Sitting in for the Minister of the Economy, Planning and Regional Development, who is also chairman of the steering committee, the Secretary General of the Ministry, Gilbert Didier Edoa, noted that natural disasters in the country have caused untold material and human damage and it was necessary to come up with mechanisms for pre-empting such catastrophes. He said the project was an opportunity to come up with a data bank of all geographic information of the country’s land so as to have an observatory of how nature is going to behave in the nearest future and seek ways of averting disasters.
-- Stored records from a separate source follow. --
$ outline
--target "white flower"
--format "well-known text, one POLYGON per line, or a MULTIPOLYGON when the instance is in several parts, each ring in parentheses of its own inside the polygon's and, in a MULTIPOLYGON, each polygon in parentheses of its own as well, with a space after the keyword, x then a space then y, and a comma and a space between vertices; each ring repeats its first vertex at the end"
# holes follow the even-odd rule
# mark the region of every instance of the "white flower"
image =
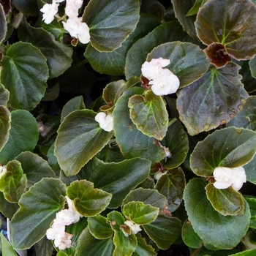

Like Charles Assamba Ongodo in charge of the project, Awum Daniel Anaraban, Inspector General in the MINEPAT, said at a time natural disasters are recurrent in the country notably; floods, Lake Nyos 1986 disaster and eruptions here and there, there was need for concerted action. “When the project was set up in 2007, we thought that it was a matter of observing critically and scientifically the movement of nature in highlands. That is why the project at the time focused on trying to look for sustainable development of our highlands through satellite. With this, we needed to know the happenings of the land. But today, it is not only highlands; it now includes all the territory, underground and even in the air. If we are able to know it, we will therefore look for ways of preventing them,” Mr Awum said.

As to the path already covered, he said “the committee has not done much because when the project started, people had not yet understood what it meant. We contacted experts from Canada and thought that through them, we could do something better. But it dragged on for long and the Minister of the Economy, Planning and Regional Development decided that the project should not be handled by external people. Reason why we involved our scientists from the Ministry of Scientific Research and Innovation and the universities to reformulate the approach to this project.”

As to when the country could have a National Information Geographic System, the Inspector General said, “We need to get quality equipment and so it needs money, but the earlier, the better.”